# The Central Limit Theorem
In this exercise we will explore and demonstrate the Central Limit Theorem—a very important idea that arises in much of science and data analysis. The theorem states that the average of a series of numbers will always follow a Gaussian, or "normal," probability distribution regardless of the probability distribution that the data points were drawn from.

A Gaussian probability distribution (or density) function (PDF) is given by 
$$ p(x) = \frac{1}{\sqrt{2\pi}\sigma}\exp\left[-\frac{(x-x_0)^2}{2\sigma^2}\right] $$
where $x_0$ is the mean of the distribution, and $\sigma$ is the standard deviation of the distribution.

Let's first take a look at a gaussian function

In [None]:
# Load in useful packages and make plots display inline
import numpy as np
import matplotlib.pyplot as plt
%config InlineBackend.figure_format = 'retina'
%matplotlib inline

To make life easy, let's first make a function that creates a Gaussian curve

In [None]:
def gauss(sig=1,x0=0):
    x = np.linspace(x0-10*sig,x0+10*sig,1000)
    y = 1.0/(np.sqrt(2*np.pi)*sig)*np.exp(-(x-x0)**2/(2*sig**2))
    return x,y

In [None]:
x,y = gauss(sig=5,x0=12)
plt.plot(x,y)
plt.title('Gaussian Curve')

Go ahead and change the mean and standard deviation and see how the curve changes...

Now, what does it mean to say that we "draw" numbers from a normal distribution? It means that numbers are drawn randomly with probability equal to the value of a Gaussian function with a given mean and standard deviation. Luckily, there is a very nice numpy function that will do this for us.

In [None]:
# This draws 100 samples from a normal distribution with a mean of "0" and a standard deviation of "1"
rand = np.random.normal(0,1,100)
print(rand)

Hmm. Ok, it's just a bunch of values.
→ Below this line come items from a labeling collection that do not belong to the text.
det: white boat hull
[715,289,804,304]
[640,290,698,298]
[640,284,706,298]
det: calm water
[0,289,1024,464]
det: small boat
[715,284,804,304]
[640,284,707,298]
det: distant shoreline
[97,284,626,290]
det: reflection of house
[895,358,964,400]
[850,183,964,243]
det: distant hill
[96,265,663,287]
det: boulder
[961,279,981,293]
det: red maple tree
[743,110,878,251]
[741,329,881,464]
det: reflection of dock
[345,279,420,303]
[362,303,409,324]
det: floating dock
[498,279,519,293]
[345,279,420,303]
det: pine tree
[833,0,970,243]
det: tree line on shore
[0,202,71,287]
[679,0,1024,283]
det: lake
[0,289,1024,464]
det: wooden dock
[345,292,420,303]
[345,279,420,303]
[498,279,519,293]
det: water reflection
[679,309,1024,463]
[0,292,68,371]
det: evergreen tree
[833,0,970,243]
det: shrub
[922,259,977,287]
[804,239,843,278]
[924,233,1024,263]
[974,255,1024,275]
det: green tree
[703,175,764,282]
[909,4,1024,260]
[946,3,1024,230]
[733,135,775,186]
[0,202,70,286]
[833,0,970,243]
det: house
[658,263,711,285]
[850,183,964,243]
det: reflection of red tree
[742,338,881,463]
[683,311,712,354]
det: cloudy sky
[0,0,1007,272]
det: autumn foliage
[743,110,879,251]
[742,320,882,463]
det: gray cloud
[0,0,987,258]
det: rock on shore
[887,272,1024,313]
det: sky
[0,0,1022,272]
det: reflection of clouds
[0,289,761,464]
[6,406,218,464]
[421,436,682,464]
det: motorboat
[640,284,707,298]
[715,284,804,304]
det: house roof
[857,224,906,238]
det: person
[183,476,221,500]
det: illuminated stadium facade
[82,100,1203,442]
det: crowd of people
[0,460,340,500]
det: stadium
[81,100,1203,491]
But what are the frequency of the values?

In [None]:
hist = plt.hist(np.random.normal(0,1,100),bins=20,density=True)

Interesting! It (sort of) looks like a normal distribution. Why don't you try upping the number of samples drawn to 1000, or more! You can also increase the number of bins in your histogram. 

Next, let's overplot a Gaussian curve with the same mean and standard deviation.

In [None]:
hist = plt.hist(np.random.normal(0,1,10000),bins=50,density=True,edgecolor='none')
x,y = gauss(sig=1,x0=0)
plt.plot(x,y,'r--')

Wow! It follows the curve very well.

Ok. Now let's look at what it looks like to draw a bunch of samples from a different distribution. We'll use a lognormal form. 

In [None]:
# This line "draws" 100000 samples
dist = np.random.lognormal(0,1,100000)
plt.hist(dist[dist<10],bins=100,density=True)
# This is what the mean of the distribution should be
plt.axvline(x=np.sqrt(np.e),linestyle='-',color='red')
# This is the actual mean of the distribution
plt.axvline(x=np.mean(dist),linestyle='--',color='green')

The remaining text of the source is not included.